Tweens learn lost art
at Pequot Library
(posted to Fairfield.Patch.com 1/6)
By Mike Lauterborn
© 2010. All Rights Reserved.
Southport, CT – Bags full of colorful yarn. The clack of knitting needles. Laughter and cries of “Miss Susan! Miss Susan!”
This was the scene late Thursday afternoon at Southport’s Pequot Library as a small group of girls ages 9 to 11 gathered together to participate in “Kids Knit”, a program open to beginning or experienced knitters led by Children’s Librarian Susan Ei.
The program has been offered annually since early 2006 and has “graduated” about sixty knitters since that time. All have been beginning knitters and predominantly girls. This year’s program began Dec. 16 and will wrap on Feb. 17.
“I started knitting when I was a Brownie,” said Ei, “about eight years old. I first made cute little slippers. My grandma also helped teach me. She was well versed in all those lost arts: crocheting, tatting lace and sewing. I made all of my clothes when I was a kid and knitted from that age on. I’m not a highly skilled knitter like those in the adult group at the library, but I’m steady and can teach beginning knitting really well.”
Ei typically creates programs that speak to her own orientations. “I usually try to explore what I’m interested in and hope that my enthusiasm will carry over into the event. I also like to do programs that are educational and fun.”
A jamming and canning session she conducted this past fall is another example of this type of program. Said Ei, “It encouraged parents and their children to learn something new together that relates to current desires for natural homegrown foods. I really wanted to learn how to do that myself and hadn’t from the women in my family. They canned fruit every season. That doesn’t happen now. There’s a real renewed interest in these activities.”

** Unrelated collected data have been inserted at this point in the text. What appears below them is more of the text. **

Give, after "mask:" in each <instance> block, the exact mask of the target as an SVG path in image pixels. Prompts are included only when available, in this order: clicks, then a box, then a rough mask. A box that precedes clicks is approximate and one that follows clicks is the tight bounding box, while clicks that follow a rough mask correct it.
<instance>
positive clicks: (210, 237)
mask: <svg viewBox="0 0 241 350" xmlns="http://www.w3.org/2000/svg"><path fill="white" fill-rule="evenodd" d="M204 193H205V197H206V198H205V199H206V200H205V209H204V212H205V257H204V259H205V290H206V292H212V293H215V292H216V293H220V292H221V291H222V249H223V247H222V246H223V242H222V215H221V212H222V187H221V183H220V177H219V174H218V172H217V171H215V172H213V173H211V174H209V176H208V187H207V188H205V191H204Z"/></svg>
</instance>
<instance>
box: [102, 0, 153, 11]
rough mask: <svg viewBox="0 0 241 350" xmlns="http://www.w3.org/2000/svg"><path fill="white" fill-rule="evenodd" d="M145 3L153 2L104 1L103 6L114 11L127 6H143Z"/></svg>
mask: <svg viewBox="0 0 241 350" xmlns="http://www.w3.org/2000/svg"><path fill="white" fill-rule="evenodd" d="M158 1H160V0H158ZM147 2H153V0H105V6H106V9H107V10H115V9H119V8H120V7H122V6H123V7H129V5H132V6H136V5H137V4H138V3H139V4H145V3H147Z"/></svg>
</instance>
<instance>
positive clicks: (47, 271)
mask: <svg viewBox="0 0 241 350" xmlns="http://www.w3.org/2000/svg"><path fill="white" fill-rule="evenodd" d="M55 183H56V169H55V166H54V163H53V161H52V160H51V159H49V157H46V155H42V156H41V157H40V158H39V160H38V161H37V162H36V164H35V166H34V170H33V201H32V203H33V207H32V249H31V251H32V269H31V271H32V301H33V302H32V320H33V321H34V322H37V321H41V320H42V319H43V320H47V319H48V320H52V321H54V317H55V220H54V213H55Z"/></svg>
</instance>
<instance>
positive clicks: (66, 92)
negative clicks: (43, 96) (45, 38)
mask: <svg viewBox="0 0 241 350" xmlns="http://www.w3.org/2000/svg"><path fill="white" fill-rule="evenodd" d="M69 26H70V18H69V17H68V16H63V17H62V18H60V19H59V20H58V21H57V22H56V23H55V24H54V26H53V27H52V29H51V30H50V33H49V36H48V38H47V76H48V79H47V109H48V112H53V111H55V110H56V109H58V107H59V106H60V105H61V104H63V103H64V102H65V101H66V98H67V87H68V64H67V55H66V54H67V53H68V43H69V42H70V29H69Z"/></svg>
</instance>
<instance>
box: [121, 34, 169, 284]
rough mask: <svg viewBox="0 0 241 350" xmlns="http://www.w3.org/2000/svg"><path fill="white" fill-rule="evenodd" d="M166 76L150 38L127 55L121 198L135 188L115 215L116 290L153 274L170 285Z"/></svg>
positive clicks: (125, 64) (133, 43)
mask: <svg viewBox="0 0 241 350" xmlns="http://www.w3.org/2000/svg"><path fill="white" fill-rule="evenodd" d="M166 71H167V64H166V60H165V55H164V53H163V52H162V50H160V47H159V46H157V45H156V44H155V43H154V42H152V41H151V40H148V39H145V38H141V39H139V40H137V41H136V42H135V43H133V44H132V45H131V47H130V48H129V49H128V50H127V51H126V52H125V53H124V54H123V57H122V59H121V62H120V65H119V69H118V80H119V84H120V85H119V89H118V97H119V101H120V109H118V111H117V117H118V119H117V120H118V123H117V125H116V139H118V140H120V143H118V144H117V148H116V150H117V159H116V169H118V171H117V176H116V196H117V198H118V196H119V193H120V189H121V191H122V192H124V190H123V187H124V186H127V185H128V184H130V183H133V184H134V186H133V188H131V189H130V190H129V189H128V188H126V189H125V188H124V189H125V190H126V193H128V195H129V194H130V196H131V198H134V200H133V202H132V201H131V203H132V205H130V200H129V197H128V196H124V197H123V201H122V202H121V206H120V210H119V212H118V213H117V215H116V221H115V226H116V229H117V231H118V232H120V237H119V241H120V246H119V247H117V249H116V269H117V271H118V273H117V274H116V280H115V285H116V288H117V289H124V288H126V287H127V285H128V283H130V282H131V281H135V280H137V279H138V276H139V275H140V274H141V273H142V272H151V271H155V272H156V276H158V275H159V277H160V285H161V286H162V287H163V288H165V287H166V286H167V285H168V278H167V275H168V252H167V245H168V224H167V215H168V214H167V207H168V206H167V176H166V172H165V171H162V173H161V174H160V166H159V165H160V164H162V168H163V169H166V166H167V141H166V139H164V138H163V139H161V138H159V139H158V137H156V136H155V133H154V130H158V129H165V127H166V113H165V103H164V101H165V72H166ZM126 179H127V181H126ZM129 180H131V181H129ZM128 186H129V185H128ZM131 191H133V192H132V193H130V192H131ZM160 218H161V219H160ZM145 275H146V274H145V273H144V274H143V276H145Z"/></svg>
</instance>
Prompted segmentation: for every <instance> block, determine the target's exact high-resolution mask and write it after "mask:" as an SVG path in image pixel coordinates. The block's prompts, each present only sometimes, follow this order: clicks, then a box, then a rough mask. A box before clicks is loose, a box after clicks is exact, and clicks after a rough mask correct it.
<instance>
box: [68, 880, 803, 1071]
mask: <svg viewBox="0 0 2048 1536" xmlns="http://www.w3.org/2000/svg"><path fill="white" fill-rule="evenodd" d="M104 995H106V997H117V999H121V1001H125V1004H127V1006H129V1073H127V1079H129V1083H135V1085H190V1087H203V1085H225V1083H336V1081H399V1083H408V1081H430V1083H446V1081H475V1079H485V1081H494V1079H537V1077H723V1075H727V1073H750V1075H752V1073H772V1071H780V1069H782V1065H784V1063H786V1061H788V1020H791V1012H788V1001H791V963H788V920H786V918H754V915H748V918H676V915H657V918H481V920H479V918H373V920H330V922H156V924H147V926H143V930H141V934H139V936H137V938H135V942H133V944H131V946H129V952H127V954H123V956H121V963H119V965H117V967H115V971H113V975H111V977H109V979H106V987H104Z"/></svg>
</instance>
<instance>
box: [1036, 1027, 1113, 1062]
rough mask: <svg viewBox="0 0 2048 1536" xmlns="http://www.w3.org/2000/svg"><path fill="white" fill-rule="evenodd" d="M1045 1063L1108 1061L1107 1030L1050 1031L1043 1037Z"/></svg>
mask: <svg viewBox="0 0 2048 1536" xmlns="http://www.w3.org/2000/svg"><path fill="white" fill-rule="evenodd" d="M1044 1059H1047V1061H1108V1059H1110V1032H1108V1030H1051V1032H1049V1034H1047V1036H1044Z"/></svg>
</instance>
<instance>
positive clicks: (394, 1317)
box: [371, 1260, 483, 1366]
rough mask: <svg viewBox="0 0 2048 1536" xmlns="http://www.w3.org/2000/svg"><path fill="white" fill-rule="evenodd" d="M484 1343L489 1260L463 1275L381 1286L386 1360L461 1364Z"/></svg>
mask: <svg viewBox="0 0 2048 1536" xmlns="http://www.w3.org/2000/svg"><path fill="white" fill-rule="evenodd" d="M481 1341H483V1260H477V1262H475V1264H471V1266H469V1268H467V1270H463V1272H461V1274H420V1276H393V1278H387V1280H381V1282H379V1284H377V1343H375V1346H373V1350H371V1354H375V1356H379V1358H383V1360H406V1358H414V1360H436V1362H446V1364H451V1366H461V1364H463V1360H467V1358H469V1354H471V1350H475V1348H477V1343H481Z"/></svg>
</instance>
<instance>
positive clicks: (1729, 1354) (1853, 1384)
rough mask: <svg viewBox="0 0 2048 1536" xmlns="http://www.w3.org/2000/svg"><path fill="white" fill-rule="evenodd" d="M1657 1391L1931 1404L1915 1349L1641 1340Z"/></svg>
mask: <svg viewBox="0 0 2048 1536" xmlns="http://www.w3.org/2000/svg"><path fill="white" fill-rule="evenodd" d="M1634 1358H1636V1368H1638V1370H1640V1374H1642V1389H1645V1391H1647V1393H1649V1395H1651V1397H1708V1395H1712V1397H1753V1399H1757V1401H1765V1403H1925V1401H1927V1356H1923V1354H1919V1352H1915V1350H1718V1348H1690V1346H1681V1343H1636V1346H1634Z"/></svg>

Another recent program was a Jigsaw Speed-o-Rama that pitted teams against each other racing to put puzzles together. “These programs are good for the brain.”
About knitting, Ei said, “It’s a pastime that’s very relaxing and calming. It’s like a book. When you have a knitting project with you, you always have something to do. It can be a beautiful gift and it’s handmade and very precious.”
Ei added that knitting can also be empowering. “The girls build on their stitches, especially when they learn how to reverse them. They learn to understand what’s not right and how to fix mistakes. It’s very easy to build a new stitch on top of what they’ve learned. And they can choose what they want to make, such as a cell phone case, scarf or even a dog coat.”
This session, Ei will incorporate a cause element with the guidance of Save the Children, to help drive funding for children lacking basic healthcare. The program is called Caps for Good. Students will create baby hats with message tags that will be shipped to newborn health programs around the world and given to new mothers.
The girls are not the only ones learning. “Susan taught us how to knit,” said Fairfield mom Lori Langdon, participating with her 11-year-old fraternal twin daughters Claire and Madeline. “We started last year. We had zero experience before that. There’s a whole world of it that I didn’t realize. Claire knitted me a wallet for Christmas. I’d never heard of that before but it turned out great. It’s been fun to sit around the fireplace and knit.”
Claire echoed her mom’s enthusiasm. “Miss Susan has helped us improve our knitting a lot since we first started. She’s taught us different techniques. Besides the wallet, I’ve made coasters, a scarf and a hat, for my baby sister.”
Classmate Allison Wales, 10, on hand with her fraternal twin sister Kristen, was equally jazzed. “I’m making a bear. In the past, I’ve made a bag, scarf and hat. I love this class because of the fun projects and new friends I make.”